Sources in the petroleum ministry said petrol and diesel prices might be cut by Re 1 each, but there were indications of a steeper reduction of up to Rs 2 a litre. The current price of petrol in Delhi is Rs 46.85 a litre and that of diesel is Rs 32.25 a litre.
After meeting Prime Minister Manmohan Singh on Monday, Deora had a second round of discussions with him on Tuesday evening to finalise the exact price-cuts and their impact on the books of state-owned oil marketing companies.
Earlier in the day, UPA chairperson and Congress president Sonia Gandhi said she had discussed the issue of fuel price cuts with the Prime Minister, who in turn assured her that he would look into the matter. Addressing the Congress general body meeting, she said the sharp rise in fuel prices had caused considerable hardship to the people.
At the current levels of $56-58 a barrel for the Indian crude oil basket, Indian Oil, HPCL, BPCL and IBP make a profit of Rs 4.68 a litre on petrol. But on diesel, they still incur a marginal 41 paise-a-litre loss.

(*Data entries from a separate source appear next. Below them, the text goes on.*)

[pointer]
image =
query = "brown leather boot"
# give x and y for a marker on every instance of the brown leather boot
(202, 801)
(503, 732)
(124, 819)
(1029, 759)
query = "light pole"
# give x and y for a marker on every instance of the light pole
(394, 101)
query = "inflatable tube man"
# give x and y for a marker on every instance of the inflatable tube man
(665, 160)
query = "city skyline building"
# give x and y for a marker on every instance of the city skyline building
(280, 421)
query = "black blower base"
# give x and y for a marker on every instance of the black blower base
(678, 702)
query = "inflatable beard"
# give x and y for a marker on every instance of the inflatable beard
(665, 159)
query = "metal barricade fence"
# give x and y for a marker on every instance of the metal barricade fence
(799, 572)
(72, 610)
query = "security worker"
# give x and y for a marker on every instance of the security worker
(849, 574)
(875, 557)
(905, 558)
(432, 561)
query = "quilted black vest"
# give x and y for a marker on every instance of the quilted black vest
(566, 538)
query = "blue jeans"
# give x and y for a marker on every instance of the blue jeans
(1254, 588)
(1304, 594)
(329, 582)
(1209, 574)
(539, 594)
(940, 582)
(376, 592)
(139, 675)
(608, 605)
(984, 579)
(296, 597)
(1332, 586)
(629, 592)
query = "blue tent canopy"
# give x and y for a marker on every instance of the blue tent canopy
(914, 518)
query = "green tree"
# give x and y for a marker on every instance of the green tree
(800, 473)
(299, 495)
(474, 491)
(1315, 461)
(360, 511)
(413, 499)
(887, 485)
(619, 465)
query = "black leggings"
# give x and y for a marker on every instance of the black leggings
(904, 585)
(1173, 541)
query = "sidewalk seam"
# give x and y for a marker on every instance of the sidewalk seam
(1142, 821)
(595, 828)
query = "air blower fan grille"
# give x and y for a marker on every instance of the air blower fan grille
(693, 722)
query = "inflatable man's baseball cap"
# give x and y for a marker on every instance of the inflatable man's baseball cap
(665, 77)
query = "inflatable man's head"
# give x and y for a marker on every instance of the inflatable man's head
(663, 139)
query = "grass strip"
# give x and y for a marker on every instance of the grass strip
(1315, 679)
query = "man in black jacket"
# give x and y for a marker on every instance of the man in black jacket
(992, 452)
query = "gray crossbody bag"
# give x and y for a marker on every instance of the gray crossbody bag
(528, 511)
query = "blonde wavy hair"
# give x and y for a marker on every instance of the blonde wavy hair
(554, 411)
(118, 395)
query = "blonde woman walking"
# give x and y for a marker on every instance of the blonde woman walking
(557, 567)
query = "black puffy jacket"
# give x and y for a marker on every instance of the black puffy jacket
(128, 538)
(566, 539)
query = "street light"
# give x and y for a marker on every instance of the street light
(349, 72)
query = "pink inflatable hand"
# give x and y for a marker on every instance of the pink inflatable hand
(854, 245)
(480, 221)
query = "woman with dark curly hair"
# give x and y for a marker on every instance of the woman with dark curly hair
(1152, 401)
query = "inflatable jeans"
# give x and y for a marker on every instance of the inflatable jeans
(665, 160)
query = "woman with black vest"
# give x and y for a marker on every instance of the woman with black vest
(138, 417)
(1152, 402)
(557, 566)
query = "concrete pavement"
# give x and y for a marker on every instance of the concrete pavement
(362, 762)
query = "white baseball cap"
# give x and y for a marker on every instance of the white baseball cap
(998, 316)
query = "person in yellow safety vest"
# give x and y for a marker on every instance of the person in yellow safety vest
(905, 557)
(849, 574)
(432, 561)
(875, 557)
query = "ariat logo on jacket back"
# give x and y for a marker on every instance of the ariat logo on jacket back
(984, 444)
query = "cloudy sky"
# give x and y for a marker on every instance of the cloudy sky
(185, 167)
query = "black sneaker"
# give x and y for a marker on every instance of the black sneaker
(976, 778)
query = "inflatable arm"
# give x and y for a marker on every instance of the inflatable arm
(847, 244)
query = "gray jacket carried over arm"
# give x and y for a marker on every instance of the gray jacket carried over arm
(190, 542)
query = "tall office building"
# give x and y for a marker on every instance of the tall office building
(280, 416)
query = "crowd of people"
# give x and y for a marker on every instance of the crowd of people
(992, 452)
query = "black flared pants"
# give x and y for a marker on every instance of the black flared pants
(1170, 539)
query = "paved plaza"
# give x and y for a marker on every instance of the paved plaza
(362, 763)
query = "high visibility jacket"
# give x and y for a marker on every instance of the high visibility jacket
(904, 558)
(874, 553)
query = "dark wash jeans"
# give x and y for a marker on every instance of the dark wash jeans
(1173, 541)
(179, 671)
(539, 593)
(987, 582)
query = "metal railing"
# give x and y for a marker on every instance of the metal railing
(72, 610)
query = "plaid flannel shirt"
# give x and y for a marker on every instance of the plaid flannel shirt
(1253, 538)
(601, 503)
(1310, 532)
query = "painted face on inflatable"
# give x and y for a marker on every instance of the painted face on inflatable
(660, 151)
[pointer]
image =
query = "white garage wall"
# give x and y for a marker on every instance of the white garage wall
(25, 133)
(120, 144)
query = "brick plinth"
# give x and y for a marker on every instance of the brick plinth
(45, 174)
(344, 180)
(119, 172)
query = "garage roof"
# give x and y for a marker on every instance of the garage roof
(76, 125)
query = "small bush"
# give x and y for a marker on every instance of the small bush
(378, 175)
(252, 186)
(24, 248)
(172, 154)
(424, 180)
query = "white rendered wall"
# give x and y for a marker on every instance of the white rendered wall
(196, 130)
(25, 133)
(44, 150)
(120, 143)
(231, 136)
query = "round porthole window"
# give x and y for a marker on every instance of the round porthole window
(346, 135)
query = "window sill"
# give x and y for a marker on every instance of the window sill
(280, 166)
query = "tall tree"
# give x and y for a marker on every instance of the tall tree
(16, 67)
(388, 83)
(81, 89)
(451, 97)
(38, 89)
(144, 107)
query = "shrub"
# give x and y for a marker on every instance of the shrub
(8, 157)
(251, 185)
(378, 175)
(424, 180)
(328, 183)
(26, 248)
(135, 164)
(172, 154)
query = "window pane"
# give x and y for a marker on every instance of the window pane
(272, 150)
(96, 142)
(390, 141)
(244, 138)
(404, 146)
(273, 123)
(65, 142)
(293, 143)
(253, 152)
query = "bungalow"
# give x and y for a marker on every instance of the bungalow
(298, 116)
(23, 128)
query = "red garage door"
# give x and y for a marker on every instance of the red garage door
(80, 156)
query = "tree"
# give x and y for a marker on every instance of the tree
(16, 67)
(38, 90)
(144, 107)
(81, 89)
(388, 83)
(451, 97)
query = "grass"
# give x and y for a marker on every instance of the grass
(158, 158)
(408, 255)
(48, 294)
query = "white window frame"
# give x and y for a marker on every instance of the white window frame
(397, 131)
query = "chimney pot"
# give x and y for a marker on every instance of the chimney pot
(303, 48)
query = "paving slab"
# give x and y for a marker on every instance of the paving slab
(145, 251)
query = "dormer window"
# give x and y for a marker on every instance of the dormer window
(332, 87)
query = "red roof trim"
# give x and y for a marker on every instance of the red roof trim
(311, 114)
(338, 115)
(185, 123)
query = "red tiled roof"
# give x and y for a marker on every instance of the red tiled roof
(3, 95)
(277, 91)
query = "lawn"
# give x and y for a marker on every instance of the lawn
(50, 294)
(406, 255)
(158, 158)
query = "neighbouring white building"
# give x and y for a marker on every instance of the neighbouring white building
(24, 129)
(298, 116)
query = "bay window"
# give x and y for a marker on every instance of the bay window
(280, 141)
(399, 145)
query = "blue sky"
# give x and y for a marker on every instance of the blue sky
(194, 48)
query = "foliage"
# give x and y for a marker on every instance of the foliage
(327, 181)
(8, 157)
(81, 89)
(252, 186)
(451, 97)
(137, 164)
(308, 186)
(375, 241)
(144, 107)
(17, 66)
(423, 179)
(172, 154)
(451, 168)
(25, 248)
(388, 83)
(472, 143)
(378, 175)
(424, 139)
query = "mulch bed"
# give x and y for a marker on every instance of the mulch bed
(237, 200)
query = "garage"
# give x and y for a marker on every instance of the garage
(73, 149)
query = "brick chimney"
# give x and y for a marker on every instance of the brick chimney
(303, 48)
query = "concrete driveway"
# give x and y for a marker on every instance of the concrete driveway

A ministry official said the margin on petrol was sufficient to effect a reduction of Re 1 or slightly more in the prices of both petrol and diesel.
After a sharp 36% fall in international crude oil prices in the last two months, the government has been under pressure from its Left allies to pare petrol and diesel prices. Private refiner Reliance Industries, which was retailing petrol and diesel at a price higher than that of oil PSUs, has reduced fuel prices thrice in the last 45 days.
The Indian basket (which represents the average price of Oman and Dubai sour crude and Brent sweet crude in a ratio of 58:42), touched a record high of $75.20 a barrel on August 8, and fell to $55.29 on October 31.
Even at current levels, oil marketing PSUs are incurring losses on the sale of diesel, PDS kerosene and domestic LPG. In November so far, under-realisation on diesel topped Rs 330 crore, on kerosene Rs 1,330 crore, and on LPG Rs 790 crore.